Q: If I just created a new invention or concept what's the best way I can protect if I have no money
You've asked about an invention, which is covered by patents, but you posted your question under copyrights. Let me answer your question both ways.
If you are trying to protect something that is copyrightable, then the protection does not cost you anything. If you write an article, or a book, or a movie script, or shoot a movie, and like, then it is copyrighted when you fix in a tangible medium. It used to be that you had to submit it to the Copyright Office, but now that is not needed to get a copyright. Read the story about J. K. Rowling, the author of the Harry Potter series: she too was broke when she started writing the Harry Potter books, and now she is one of the richest people in the UK.
If you are trying to patent something, then it is not so easy to get a patent for free. You will need to pay for the various fees with the Patent Office. And you will also need to pay a patent attorney or a patent agent for his/her time and expertise to write a patent for you (you certainly can write the patent application yourself, but it is rare for a person who is not a patent attorney or a patent agent to do it by himself/herself). The costs of getting a patent are going to be in a range of $10,000 to $30,000.
Luckily though, under the US laws, you can file a patent application up to a year after you have disclosed your invention. So if you make a new product, and you put it on sale, write about it in trade publications, advertise it, etc., and your product becomes a success so that within a few months it earns you lots of money, then you will be able to afford the cost of getting the patent.
For a short period of time, you can keep your idea a secret. This may not work forever as others may eventually come to the same solution for the same problem.
There is a pro bono program for inventors run at the United States Patent and Trademark Office. I have not used this program but can get you started with a link to their web page. https://www.uspto.gov/patents-getting-started/using-legal-services/pro-bono/patent-pro-bono-program.
Ideally you find an attorney that can work with you to guide you through the process as the process is not totally logical and a bright person would not guess that it works the way it does.
Here are some resources to help bring you up to speed so that you can be well prepared before your first meeting with the pro bono attorney. The attorney can help you prepare and file a provisional patent application perhaps at the micro entity pay scale (75% off the filing fee). This will give you some time to seek out investors. The provisional application will need to be replaced with a non-provisional application with all the formalities and the important patent claims within a year.

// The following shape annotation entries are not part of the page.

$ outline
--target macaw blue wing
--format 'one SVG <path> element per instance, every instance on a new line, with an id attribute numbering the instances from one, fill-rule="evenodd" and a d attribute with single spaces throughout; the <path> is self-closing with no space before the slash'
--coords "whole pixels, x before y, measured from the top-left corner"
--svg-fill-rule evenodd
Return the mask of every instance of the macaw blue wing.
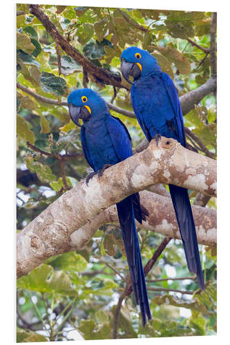
<path id="1" fill-rule="evenodd" d="M 167 91 L 169 97 L 171 100 L 172 107 L 175 112 L 175 119 L 176 120 L 177 130 L 178 130 L 177 132 L 178 132 L 178 135 L 179 137 L 178 138 L 178 140 L 180 142 L 180 144 L 183 146 L 185 147 L 186 140 L 185 140 L 183 115 L 180 108 L 178 90 L 175 87 L 173 81 L 166 73 L 162 72 L 161 75 L 161 77 L 164 84 L 165 88 Z"/>
<path id="2" fill-rule="evenodd" d="M 106 125 L 116 154 L 120 161 L 133 155 L 131 138 L 127 128 L 117 117 L 106 117 Z"/>
<path id="3" fill-rule="evenodd" d="M 131 137 L 123 122 L 118 117 L 109 115 L 106 117 L 106 125 L 119 159 L 124 161 L 132 156 Z M 133 194 L 132 199 L 135 217 L 142 224 L 145 217 L 140 207 L 139 194 Z"/>
<path id="4" fill-rule="evenodd" d="M 132 100 L 132 106 L 133 108 L 135 115 L 136 115 L 138 123 L 139 123 L 140 126 L 141 126 L 141 128 L 144 132 L 144 135 L 146 136 L 146 137 L 147 138 L 148 141 L 151 141 L 151 139 L 152 139 L 151 135 L 149 132 L 148 129 L 145 126 L 144 119 L 143 119 L 143 115 L 142 113 L 142 112 L 140 111 L 140 106 L 137 106 L 137 104 L 136 104 L 136 102 L 135 101 L 135 97 L 133 97 L 133 95 L 132 90 L 133 90 L 133 88 L 131 88 L 131 100 Z M 138 106 L 140 106 L 140 105 L 138 105 Z"/>
<path id="5" fill-rule="evenodd" d="M 83 150 L 83 153 L 85 156 L 85 158 L 88 162 L 88 164 L 90 166 L 90 167 L 95 170 L 95 166 L 93 165 L 93 161 L 90 158 L 90 155 L 88 151 L 88 148 L 87 146 L 87 143 L 86 140 L 86 135 L 85 135 L 85 128 L 82 126 L 81 128 L 81 141 L 82 141 L 82 147 Z"/>

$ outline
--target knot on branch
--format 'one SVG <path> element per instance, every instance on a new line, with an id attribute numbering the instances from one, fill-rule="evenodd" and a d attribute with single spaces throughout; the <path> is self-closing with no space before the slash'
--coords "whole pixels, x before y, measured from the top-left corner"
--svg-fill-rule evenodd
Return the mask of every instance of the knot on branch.
<path id="1" fill-rule="evenodd" d="M 33 231 L 27 234 L 28 250 L 37 259 L 42 258 L 44 255 L 45 246 L 39 237 Z"/>

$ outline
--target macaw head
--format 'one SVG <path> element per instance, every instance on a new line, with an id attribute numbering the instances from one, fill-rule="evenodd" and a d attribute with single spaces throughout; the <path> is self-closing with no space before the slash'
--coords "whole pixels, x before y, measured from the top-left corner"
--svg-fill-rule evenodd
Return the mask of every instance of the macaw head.
<path id="1" fill-rule="evenodd" d="M 75 90 L 67 99 L 71 119 L 81 127 L 79 119 L 84 122 L 96 117 L 103 116 L 108 110 L 106 103 L 101 96 L 90 88 Z"/>
<path id="2" fill-rule="evenodd" d="M 137 47 L 129 47 L 123 50 L 121 56 L 121 70 L 124 78 L 130 83 L 129 77 L 137 80 L 159 73 L 161 70 L 157 60 L 147 50 Z"/>

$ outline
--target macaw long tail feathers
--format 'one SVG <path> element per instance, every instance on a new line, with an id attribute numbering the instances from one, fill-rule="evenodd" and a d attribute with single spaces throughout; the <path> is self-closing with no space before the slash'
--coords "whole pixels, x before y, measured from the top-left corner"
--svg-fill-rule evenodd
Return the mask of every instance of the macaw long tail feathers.
<path id="1" fill-rule="evenodd" d="M 204 288 L 204 277 L 188 190 L 172 184 L 169 184 L 169 186 L 189 270 L 196 274 L 199 286 L 203 290 Z"/>
<path id="2" fill-rule="evenodd" d="M 132 196 L 131 195 L 117 204 L 117 208 L 122 230 L 122 237 L 126 252 L 135 299 L 136 304 L 140 305 L 142 324 L 144 326 L 146 323 L 146 315 L 148 319 L 151 319 L 152 317 L 135 224 Z"/>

Protecting Your Competitive Advantages--http://bit.ly/Protecting_Advantages
Patent Searching for Entrepreneurs--http://bit.ly/Patent_Searching
Provisional Patent Applications-- http://bit.ly/Provisional_GBU
Keep in mind that any sale of your invention outside of an NDA (non-disclosure agreement) immediately ends your option to obtain a patent in the US. Same with a public use (such as at a trade show). There are nuances on whether a partial demonstration at a trade show is a full public use but let's not get you into a deep mud pit of legal expenses. No public sales, no public uses. Avoid public disclosures. Although you have a year to file in the US, you have just made your life much more complicated as folks can file improvement patents on your idea and you may not be able to stop them. Plus the public disclosure in the US has forfeited opportunities to seek patent protection in many countries outside the US.